Source: Hargreaves Lansdown
More women are investing than ever before
According to the Fidelity’s Money Moves Study, 50% of young women had either started investing in the past six months or plan to in the next six months.
The same study found that 37% of young women believe it’s important to just start investing with any amount, with 57% of older women agreeing.
48% of women took the plunge into the stock market in the past two years, according to a 2022 global survey of 9,500 female investors conducted by eToro.
A 2020 McKinsey report showed that women became more financially savvy back in 2020, when 30% more married women reported taking the reins on investment decisions than between 2014 and 2019.
On top of all of that, 20% poured their investments into new asset classes during Covid-19, revealing that they’re more prone to diversification and expanding their holdings, finds Motley Fool.
What would happen if more women invested?
As mentioned earlier, a UK study by Hargreaves and Lansdown revealed that women’s investment portfolio came out on top by 0.8%. Whilst this may not sound like a lot, imagine if this was replicated over 30 years. Women would have a portfolio 25% higher than mens!
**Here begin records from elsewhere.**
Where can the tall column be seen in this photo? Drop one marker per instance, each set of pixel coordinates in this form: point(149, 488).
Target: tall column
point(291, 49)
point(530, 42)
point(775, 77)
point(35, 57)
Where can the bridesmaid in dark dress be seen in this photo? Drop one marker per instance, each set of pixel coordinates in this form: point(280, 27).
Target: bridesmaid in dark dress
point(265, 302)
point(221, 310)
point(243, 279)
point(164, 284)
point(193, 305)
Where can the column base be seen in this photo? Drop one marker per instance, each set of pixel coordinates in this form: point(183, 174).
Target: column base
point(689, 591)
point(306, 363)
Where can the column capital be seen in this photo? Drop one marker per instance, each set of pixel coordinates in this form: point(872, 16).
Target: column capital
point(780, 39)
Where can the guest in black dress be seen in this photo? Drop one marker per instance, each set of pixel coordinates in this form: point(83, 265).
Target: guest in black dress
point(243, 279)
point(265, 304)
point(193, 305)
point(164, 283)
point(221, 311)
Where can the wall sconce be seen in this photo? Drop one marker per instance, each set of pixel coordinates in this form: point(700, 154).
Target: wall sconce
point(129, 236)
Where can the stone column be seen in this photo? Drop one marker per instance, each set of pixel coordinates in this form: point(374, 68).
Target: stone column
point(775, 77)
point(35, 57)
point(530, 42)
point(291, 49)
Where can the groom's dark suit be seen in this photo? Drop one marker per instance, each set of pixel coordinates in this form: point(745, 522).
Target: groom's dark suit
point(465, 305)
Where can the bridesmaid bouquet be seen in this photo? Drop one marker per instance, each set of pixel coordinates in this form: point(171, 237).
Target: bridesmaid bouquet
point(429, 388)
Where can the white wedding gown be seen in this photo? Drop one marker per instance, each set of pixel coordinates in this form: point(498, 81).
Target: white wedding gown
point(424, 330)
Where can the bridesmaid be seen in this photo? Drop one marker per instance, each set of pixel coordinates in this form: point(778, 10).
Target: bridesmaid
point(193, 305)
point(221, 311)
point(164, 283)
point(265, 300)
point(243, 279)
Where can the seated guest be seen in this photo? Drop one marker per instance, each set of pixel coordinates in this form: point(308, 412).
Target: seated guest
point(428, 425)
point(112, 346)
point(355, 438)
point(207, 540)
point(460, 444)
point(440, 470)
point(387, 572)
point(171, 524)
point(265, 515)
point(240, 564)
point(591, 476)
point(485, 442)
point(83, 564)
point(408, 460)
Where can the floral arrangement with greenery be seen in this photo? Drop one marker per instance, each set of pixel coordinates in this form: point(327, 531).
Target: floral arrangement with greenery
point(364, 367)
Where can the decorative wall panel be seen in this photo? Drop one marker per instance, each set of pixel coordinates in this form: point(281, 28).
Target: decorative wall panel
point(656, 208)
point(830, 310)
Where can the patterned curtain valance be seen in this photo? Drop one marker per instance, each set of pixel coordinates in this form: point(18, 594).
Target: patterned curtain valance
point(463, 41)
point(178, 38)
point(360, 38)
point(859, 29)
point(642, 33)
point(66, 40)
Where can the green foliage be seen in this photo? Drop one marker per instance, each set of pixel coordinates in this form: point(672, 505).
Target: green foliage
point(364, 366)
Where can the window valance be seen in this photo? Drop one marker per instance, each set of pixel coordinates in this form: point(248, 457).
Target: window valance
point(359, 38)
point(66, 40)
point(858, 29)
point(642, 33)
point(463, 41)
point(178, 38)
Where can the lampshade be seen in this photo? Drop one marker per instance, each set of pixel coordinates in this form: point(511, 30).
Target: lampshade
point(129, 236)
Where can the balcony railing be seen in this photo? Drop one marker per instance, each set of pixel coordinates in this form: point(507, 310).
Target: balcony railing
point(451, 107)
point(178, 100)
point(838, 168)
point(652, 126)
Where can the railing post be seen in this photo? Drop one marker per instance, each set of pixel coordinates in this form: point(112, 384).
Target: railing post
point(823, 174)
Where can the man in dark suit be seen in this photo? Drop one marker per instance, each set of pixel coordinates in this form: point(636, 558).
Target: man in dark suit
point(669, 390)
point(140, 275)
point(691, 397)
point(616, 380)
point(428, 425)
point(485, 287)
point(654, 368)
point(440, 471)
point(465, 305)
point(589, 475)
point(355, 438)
A 2021 study by BNY Mellon showed that if women invested at the same rate as men, there would be an extra $3.22 trillion of assets under management from private individuals.
Source: BNY Mellon, Hargreaves Lansdown
Why does the gender investing gap matter?
Diving head first into all the data surrounding women and investing, the picture is crystal clear – the gender investing gap exists. We all know that women already lag behind men professionally with regards to salaries, but women not investing as much as men isn’t helping.
In a climate where it will currently take 267 years to close the financial gender gap, women have the power to change the tides of financial power. In fact, investing is one of the best ways for women to grow their money pot over time and establish the financial freedom they deserve.
The data suggests we need to smash the stereotypes that women are not good investors. This simply isn't true, as women outperform men when they do dabble in the stock market. With increasing rates around inflation and the cost of living crisis hitting the headlines, money sitting in a bank account is counterproductive, but more importantly, costly.